Imagination creates events.

—GIOVANFRANCESCO SAGREDO, LETTER TO GALILEO, 1612

HE STOOD BY THE RECLINING CHAIR he had taken his tutorial in, high in Rhadamanthys Linea, the Venice of Europa. Aurora was indeed there to greet him. “You look unwell,” she said, staring at him curiously.

Galileo said, “I am fine, lady, thank you. Please, may we continue your tutorial where we left off? I need to understand better how things work, in order to alter my life away from a bad result. You said when we parted that I was only at the beginning of your science. That there was some kind of reconciliation that would solve the paradoxes we were mired in. That I am mired in.”

Aurora smiled. She had in her gaze the glow that her name led Galileo to expect, even though she was obviously aged. “There is a reconciliation,” she said. “But it will require you to go much further than we did before. That session took you through four centuries, as I said.
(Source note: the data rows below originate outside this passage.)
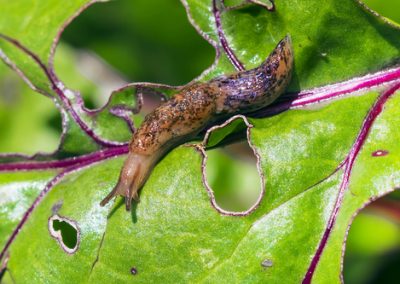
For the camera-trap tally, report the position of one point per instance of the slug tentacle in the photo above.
(194, 108)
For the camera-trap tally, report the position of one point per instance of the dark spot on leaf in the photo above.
(266, 263)
(66, 232)
(379, 153)
(56, 207)
(133, 271)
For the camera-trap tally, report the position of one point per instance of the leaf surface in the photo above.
(324, 154)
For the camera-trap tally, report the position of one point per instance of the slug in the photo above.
(195, 107)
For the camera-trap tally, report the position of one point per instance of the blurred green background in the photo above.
(151, 40)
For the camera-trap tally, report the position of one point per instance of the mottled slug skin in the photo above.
(197, 106)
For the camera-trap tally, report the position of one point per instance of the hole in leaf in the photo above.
(232, 174)
(372, 252)
(66, 232)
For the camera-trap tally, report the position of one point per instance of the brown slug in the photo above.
(195, 107)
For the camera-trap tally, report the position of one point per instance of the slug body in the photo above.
(194, 108)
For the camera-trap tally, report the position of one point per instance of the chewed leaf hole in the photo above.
(66, 233)
(232, 174)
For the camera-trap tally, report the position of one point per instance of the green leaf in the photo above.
(332, 151)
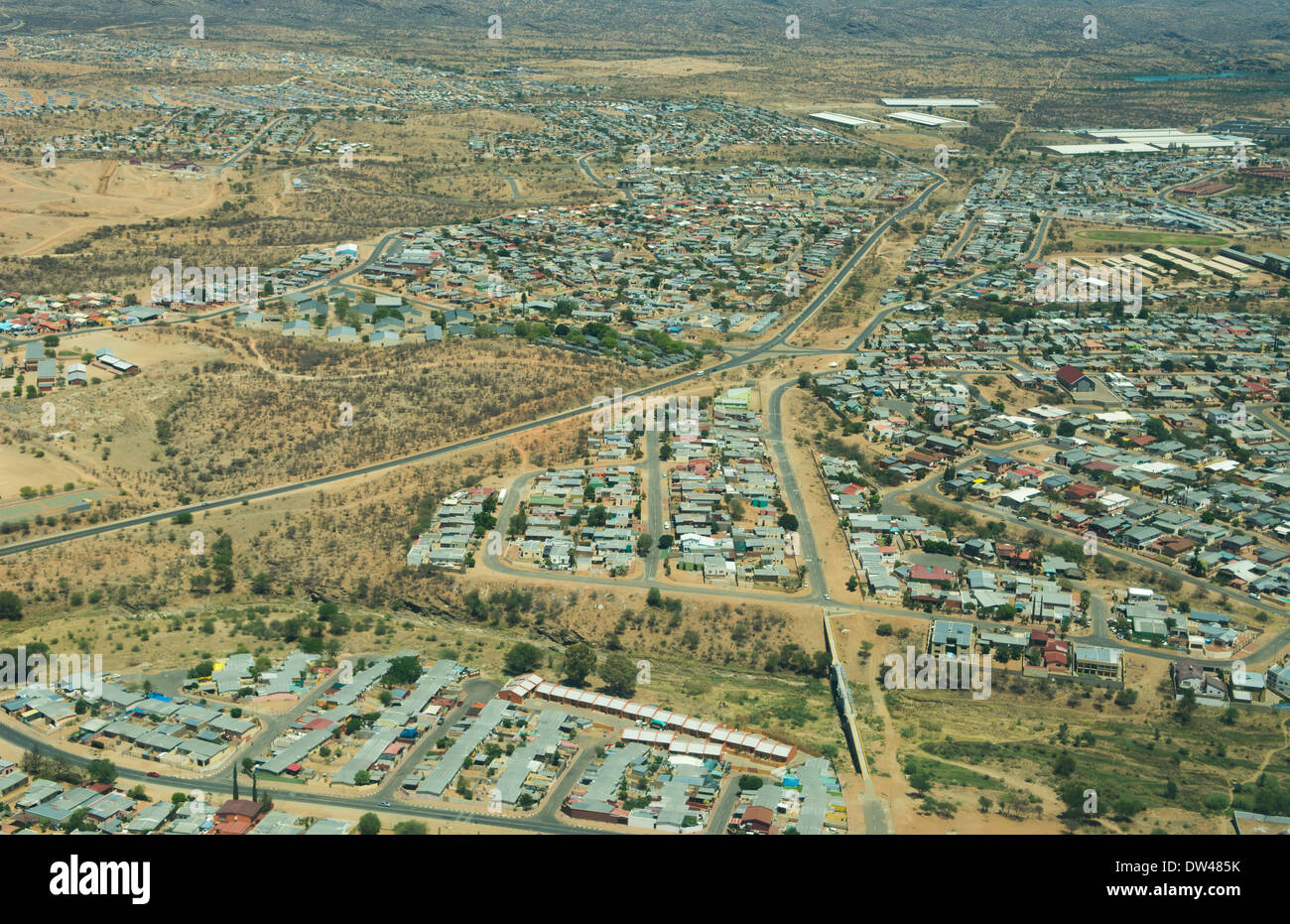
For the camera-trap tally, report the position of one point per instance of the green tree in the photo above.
(11, 605)
(102, 770)
(580, 662)
(369, 824)
(403, 670)
(523, 658)
(618, 671)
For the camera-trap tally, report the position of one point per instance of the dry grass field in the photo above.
(218, 411)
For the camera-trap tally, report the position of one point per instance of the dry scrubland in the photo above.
(219, 412)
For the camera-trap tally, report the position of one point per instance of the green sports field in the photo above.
(1152, 237)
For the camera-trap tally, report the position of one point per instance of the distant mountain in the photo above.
(698, 26)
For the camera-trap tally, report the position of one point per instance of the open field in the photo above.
(1151, 237)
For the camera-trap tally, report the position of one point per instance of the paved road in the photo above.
(654, 514)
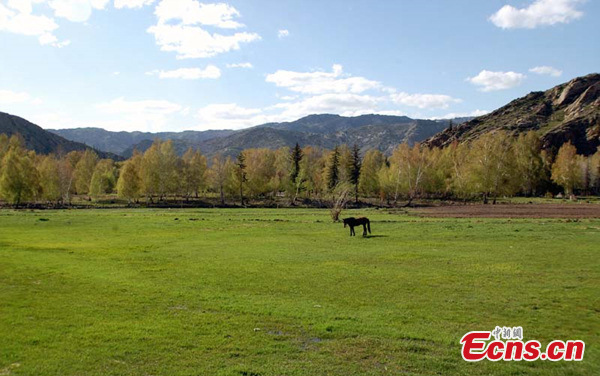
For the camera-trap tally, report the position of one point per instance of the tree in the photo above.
(150, 171)
(84, 171)
(354, 167)
(218, 173)
(491, 168)
(240, 174)
(103, 179)
(333, 169)
(296, 160)
(49, 175)
(168, 169)
(595, 171)
(312, 169)
(529, 165)
(459, 180)
(411, 167)
(260, 172)
(19, 177)
(281, 179)
(566, 170)
(369, 180)
(129, 185)
(193, 172)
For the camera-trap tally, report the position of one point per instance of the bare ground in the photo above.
(512, 211)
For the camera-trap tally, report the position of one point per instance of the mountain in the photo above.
(120, 142)
(40, 140)
(567, 112)
(367, 131)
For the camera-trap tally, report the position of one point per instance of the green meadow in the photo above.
(287, 292)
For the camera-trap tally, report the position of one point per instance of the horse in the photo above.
(352, 222)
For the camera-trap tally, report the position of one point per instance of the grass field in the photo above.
(287, 292)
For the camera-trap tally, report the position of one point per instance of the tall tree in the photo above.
(491, 167)
(333, 169)
(49, 175)
(19, 179)
(369, 180)
(150, 171)
(411, 167)
(296, 160)
(104, 178)
(129, 184)
(529, 165)
(566, 170)
(218, 174)
(193, 172)
(354, 167)
(260, 172)
(240, 166)
(84, 171)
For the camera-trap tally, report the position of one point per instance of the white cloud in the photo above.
(187, 38)
(492, 81)
(346, 104)
(229, 116)
(192, 12)
(240, 65)
(545, 69)
(18, 18)
(72, 10)
(283, 33)
(10, 97)
(210, 71)
(194, 42)
(453, 115)
(424, 100)
(143, 115)
(131, 4)
(321, 82)
(538, 13)
(121, 105)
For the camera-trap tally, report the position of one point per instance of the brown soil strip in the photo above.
(512, 211)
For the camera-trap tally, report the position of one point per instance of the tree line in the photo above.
(491, 166)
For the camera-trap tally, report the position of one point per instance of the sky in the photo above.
(173, 65)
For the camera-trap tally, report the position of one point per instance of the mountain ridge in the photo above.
(567, 112)
(42, 141)
(382, 132)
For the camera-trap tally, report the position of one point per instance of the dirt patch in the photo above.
(512, 211)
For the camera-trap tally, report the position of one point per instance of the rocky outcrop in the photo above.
(567, 112)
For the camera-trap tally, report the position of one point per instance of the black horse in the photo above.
(352, 222)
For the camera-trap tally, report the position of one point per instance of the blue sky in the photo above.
(158, 65)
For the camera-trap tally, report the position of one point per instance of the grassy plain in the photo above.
(287, 292)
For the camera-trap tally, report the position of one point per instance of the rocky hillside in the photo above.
(567, 112)
(368, 131)
(40, 140)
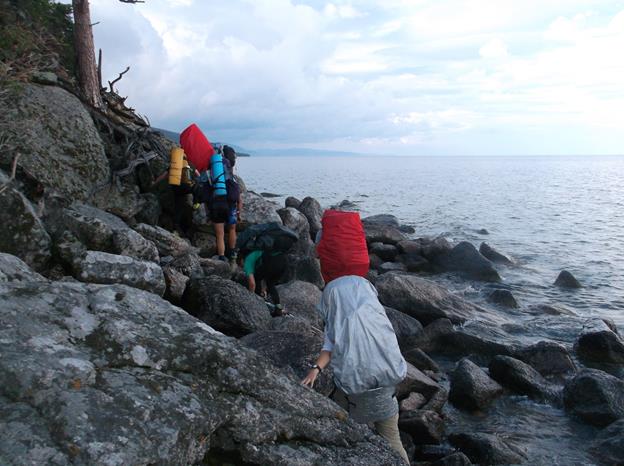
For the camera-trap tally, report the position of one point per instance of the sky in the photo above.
(405, 77)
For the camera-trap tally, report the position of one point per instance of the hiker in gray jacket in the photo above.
(364, 353)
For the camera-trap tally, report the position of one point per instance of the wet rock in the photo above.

To get to the theory of the manifold of manifolds, you must keep going for a thousand more years. And mathematical progress has often accelerated in that time. Indeed there is one century called the Accelerando.”

“I like those in music,” Galileo said, climbing into the tutorial chair. “Was it then followed by a ritard?”

“Yes, it was.” She smiled as the Aurora of myth would have at old Tithonius. “Maybe that’s part of the definition of an accelerando.”

Warmed by her glance, anticipating with pleasure another flight with her into the future of mathematics, Galileo said, surprising them both, “I never knew a woman mathematician.”

“No, I suppose you didn’t. The power structure in your time was not good for women.”

“Power structure?”

“Patriarchy. A dominance system. A structure of feeling. We are cultural creatures, and what we think of as spontaneous and natural emotions are actually shaped in a culture-made system that changes over time, as with arranged marriages to romantic love, or vengeance to justice. There are of course enduring hormonal differences in brains, but they are minor. Any hormonal mix can result in someone good at math. And everyone is a mathematician.”

“Maybe in your world,” Galileo said, remembering some of his more hopeless students with a little snort. “But please, give me the preparation, and let’s be on our way. And I think it might go better for me this time, if you were to help the machine more often than you did before.”